After five years of rapid growth, it has been slowing down, with many developers reluctant to put down money because it is difficult to make profits as quickly as earlier, while buyers are waiting for prices to fall, according to analysts.
The number of apartment transactions in key localities including Hanoi, HCMC and some coastal provinces was 26.1 percent down in 2019 to around 83,000, according to the Ministry of Construction.
The resort real estate segment recorded around 6,200 transactions, down 20 percent, the ministry said.
Pham Duc Toan, CEO of real estate firm EZ Properties, said the biggest challenge in 2020 would be sustaining buyer confidence, which has been eroded by the proliferation of "ghost" projects and the collapse of several development models.
Ghost projects are those that lack construction licenses, or fail to complete construction, but are fraudulently sold while still in the planning phase.
In 2019, the biggest controversy was in September, when the HCMC police found that major developer Alibaba Company had bought 600 hectares of agricultural land and sold plots in it by claiming it was urban housing land though authorities had not given approval for conversion.
According to the police, Alibaba had by then sold land in 40 projects to over 6,700 buyers for around VND2.5 trillion ($108.07 million).
Meanwhile, the resort property segment witnessed the first failures of the condotel model, which is typically a condominium-hotel hybrid operating as a commercial hotel though the units are individually owned.
It is a relatively new real estate model that has been around for three years.
The biggest controversy occurred in November, when the developer of Cocobay, a large condotel complex in central Da Nang City, reneged on its promise to pay guaranteed annual returns to investors, leaving many who had taken loans to buy units in the lurch.
Many other condotel developers are also struggling to make the guaranteed payments and some projects have collapsed.
For instance, the developer of the Bavico condotel project in central coastal Nha Trang Town negotiated with buyers to reduce the guaranteed return from 15 percent a year to 8 percent, but defaulted even on that.

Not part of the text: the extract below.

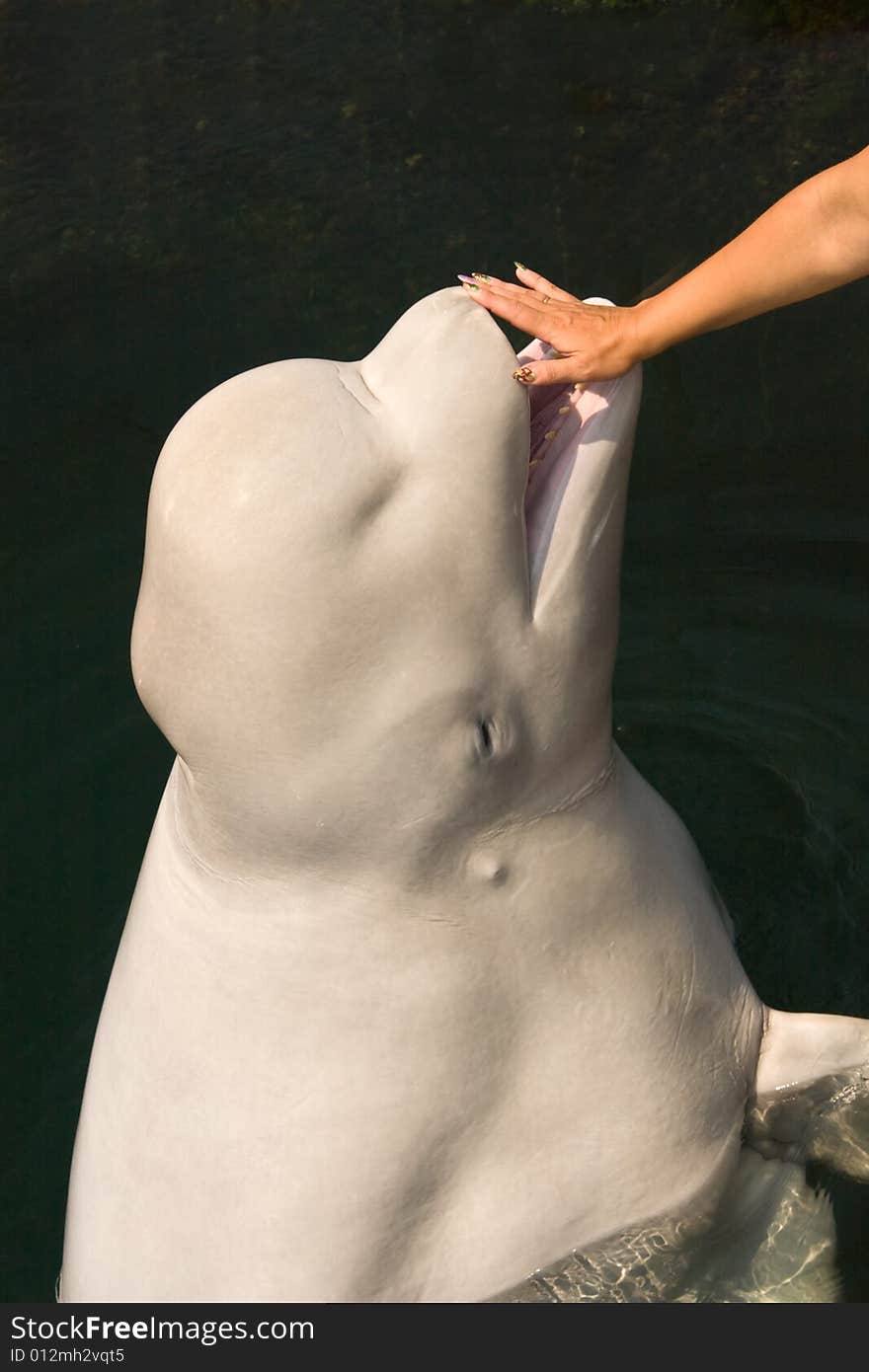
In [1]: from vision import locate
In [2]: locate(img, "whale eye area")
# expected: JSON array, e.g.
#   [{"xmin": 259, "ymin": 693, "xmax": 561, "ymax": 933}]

Against this backdrop, liquidity in the property market is expected to go down in 2020, meaning prices are unlikely to rise.

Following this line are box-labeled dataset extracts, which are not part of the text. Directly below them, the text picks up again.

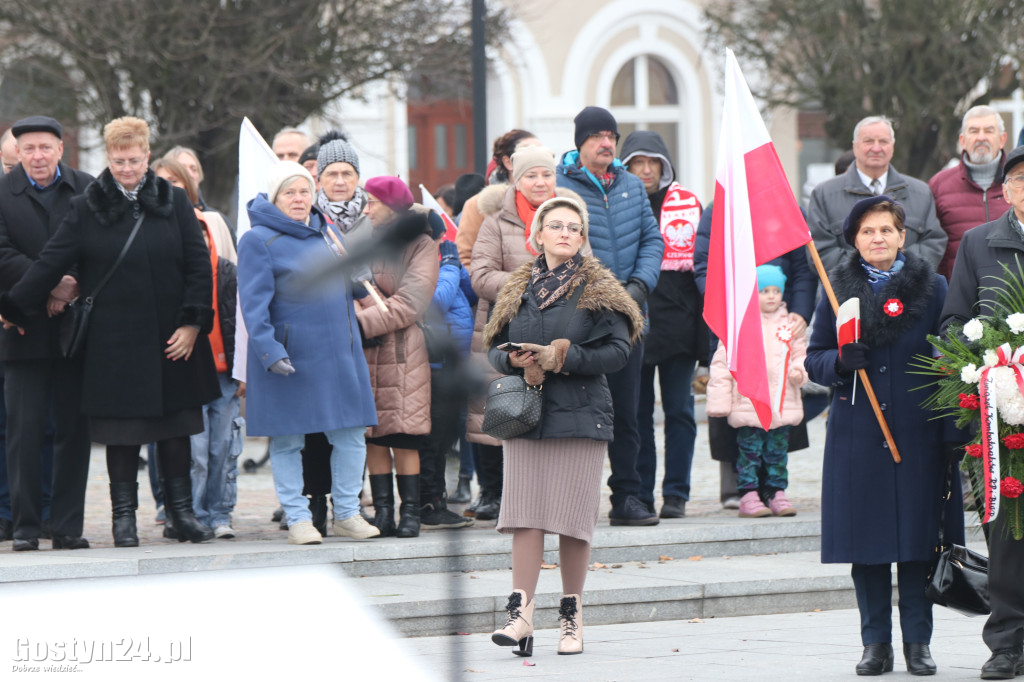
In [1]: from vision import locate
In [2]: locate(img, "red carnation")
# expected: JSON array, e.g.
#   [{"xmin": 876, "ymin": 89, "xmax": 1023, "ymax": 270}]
[
  {"xmin": 959, "ymin": 393, "xmax": 981, "ymax": 410},
  {"xmin": 999, "ymin": 476, "xmax": 1024, "ymax": 500}
]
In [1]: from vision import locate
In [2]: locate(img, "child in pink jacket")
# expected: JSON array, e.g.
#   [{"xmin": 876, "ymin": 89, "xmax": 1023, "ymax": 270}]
[{"xmin": 707, "ymin": 265, "xmax": 807, "ymax": 518}]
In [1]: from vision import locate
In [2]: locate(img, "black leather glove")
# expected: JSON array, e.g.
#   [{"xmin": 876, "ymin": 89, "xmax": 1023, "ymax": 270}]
[
  {"xmin": 626, "ymin": 278, "xmax": 648, "ymax": 307},
  {"xmin": 836, "ymin": 341, "xmax": 870, "ymax": 374},
  {"xmin": 437, "ymin": 241, "xmax": 462, "ymax": 266}
]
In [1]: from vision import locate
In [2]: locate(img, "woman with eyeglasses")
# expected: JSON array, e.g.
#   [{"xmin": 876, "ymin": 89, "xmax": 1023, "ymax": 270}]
[
  {"xmin": 0, "ymin": 117, "xmax": 220, "ymax": 547},
  {"xmin": 460, "ymin": 144, "xmax": 580, "ymax": 521},
  {"xmin": 483, "ymin": 197, "xmax": 644, "ymax": 656}
]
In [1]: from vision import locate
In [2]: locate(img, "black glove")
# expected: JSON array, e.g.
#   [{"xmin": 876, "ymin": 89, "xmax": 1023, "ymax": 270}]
[
  {"xmin": 836, "ymin": 341, "xmax": 870, "ymax": 374},
  {"xmin": 437, "ymin": 241, "xmax": 462, "ymax": 267},
  {"xmin": 626, "ymin": 278, "xmax": 648, "ymax": 308}
]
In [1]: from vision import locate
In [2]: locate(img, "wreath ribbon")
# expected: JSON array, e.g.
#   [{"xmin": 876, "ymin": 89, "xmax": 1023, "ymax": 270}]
[{"xmin": 978, "ymin": 343, "xmax": 1024, "ymax": 523}]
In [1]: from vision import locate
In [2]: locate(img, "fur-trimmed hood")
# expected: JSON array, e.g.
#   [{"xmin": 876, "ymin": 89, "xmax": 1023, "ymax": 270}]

The apartment and resort segments are expected to be affected the most next year, Toan said.
Dwindling supply
Nguyen Tran Nam, Chairman of the Vietnam Real Estate Association, said falling supply would also be a major challenge in 2020, a trend that began at the end of 2018 and is expected to drag on until 2022, causing constant shortages in the market.

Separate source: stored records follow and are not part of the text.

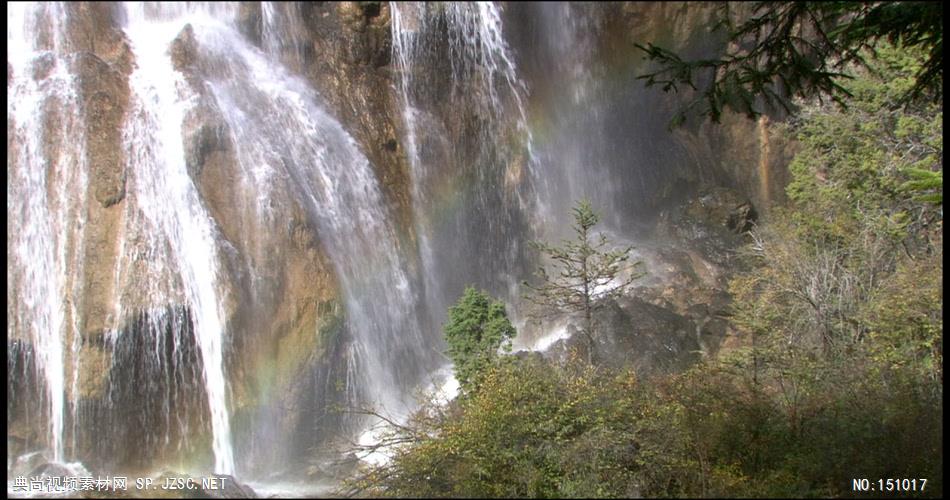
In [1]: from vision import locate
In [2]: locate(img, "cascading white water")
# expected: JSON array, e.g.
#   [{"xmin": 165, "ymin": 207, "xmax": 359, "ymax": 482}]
[
  {"xmin": 390, "ymin": 2, "xmax": 533, "ymax": 326},
  {"xmin": 123, "ymin": 5, "xmax": 234, "ymax": 474},
  {"xmin": 196, "ymin": 15, "xmax": 436, "ymax": 418},
  {"xmin": 7, "ymin": 3, "xmax": 87, "ymax": 462}
]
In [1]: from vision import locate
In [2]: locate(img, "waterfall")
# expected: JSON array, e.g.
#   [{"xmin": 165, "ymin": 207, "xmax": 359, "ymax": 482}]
[
  {"xmin": 390, "ymin": 2, "xmax": 533, "ymax": 328},
  {"xmin": 7, "ymin": 3, "xmax": 438, "ymax": 474},
  {"xmin": 7, "ymin": 3, "xmax": 87, "ymax": 461},
  {"xmin": 123, "ymin": 6, "xmax": 234, "ymax": 474}
]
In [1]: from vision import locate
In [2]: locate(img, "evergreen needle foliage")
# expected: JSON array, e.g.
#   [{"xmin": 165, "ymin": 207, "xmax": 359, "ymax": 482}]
[
  {"xmin": 524, "ymin": 200, "xmax": 643, "ymax": 362},
  {"xmin": 444, "ymin": 287, "xmax": 517, "ymax": 393},
  {"xmin": 636, "ymin": 2, "xmax": 943, "ymax": 127}
]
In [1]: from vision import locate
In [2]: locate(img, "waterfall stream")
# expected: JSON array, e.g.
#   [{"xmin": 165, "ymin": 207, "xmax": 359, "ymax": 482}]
[{"xmin": 7, "ymin": 2, "xmax": 684, "ymax": 488}]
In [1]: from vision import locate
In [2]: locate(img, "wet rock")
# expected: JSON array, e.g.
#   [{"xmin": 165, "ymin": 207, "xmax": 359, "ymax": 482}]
[
  {"xmin": 168, "ymin": 23, "xmax": 198, "ymax": 73},
  {"xmin": 29, "ymin": 462, "xmax": 73, "ymax": 477},
  {"xmin": 10, "ymin": 451, "xmax": 49, "ymax": 477},
  {"xmin": 597, "ymin": 298, "xmax": 699, "ymax": 375},
  {"xmin": 31, "ymin": 52, "xmax": 56, "ymax": 81},
  {"xmin": 726, "ymin": 203, "xmax": 758, "ymax": 233},
  {"xmin": 237, "ymin": 2, "xmax": 263, "ymax": 45},
  {"xmin": 76, "ymin": 52, "xmax": 128, "ymax": 207}
]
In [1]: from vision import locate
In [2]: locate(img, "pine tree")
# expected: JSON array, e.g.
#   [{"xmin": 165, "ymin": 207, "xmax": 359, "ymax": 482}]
[
  {"xmin": 444, "ymin": 287, "xmax": 517, "ymax": 392},
  {"xmin": 524, "ymin": 200, "xmax": 643, "ymax": 364}
]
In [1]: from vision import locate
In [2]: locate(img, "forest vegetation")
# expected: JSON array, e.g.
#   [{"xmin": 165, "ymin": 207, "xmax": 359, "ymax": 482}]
[{"xmin": 338, "ymin": 36, "xmax": 943, "ymax": 497}]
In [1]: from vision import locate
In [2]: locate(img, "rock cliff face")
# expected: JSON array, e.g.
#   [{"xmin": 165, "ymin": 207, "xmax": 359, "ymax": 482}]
[{"xmin": 8, "ymin": 2, "xmax": 789, "ymax": 476}]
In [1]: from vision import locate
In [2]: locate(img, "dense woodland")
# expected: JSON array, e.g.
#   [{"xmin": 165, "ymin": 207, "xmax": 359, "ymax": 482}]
[{"xmin": 346, "ymin": 36, "xmax": 943, "ymax": 497}]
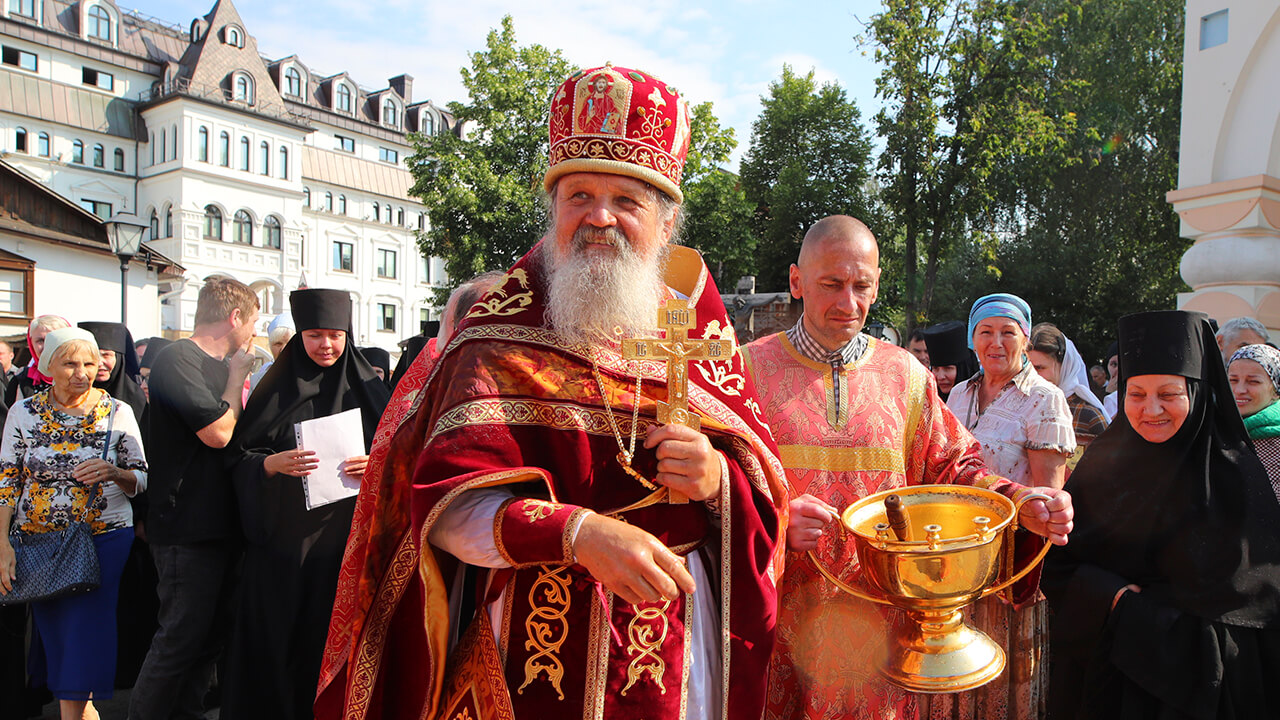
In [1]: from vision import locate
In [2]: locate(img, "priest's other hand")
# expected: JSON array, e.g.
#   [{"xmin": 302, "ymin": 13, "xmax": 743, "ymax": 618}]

According to the latest report by the Ho Chi Minh City Real Estate Association, the number of completed units in the first nine months of 2019 fell by 53 percent year-on-year to 12,453, while only 12 projects were approved, a 72 percent decline.
The report cited conflicting provisions in various laws regulating the sector making it difficult for developers to obtain licenses.
A CBRE Vietnam report last October also found that there was no new supply of affordable housing in the third quarter of 219, saying low profit margins were the reason developers were reluctant to start such projects.
Ha Quang Hung, Deputy Director of Housing Management at the Ministry of Construction, said scams like the one perpetrated by Alibaba has forced the government to tighten land regulations, making it even more difficult to sell, while buyers have become more cautious.
Nguyen Van Dinh, General Secretary of the Vietnam Realtors Associations, said legal troubles are nothing new but would continue to be a bottleneck for the market, especially since provinces and cities are reviewing and amending their land management regulations.
According to analysts at real estate consultancy Savills, it is also unclear when the government will be able to enact clear regulations and standards for certain segments such as resort real estate and officetel, and these will be a drag on the market in 2020.
For over a year banks have been wary of lending to the real estate sector, especially the high-end segment, citing concerns about bad debts, given the inherent instability and other difficulties faced by the sector.
In the second quarter of 2019, they increased mortgage rates by 1-2 percentage points, with some offering loans of no more than 70 percent of the property value instead of the previous 80-90 percent.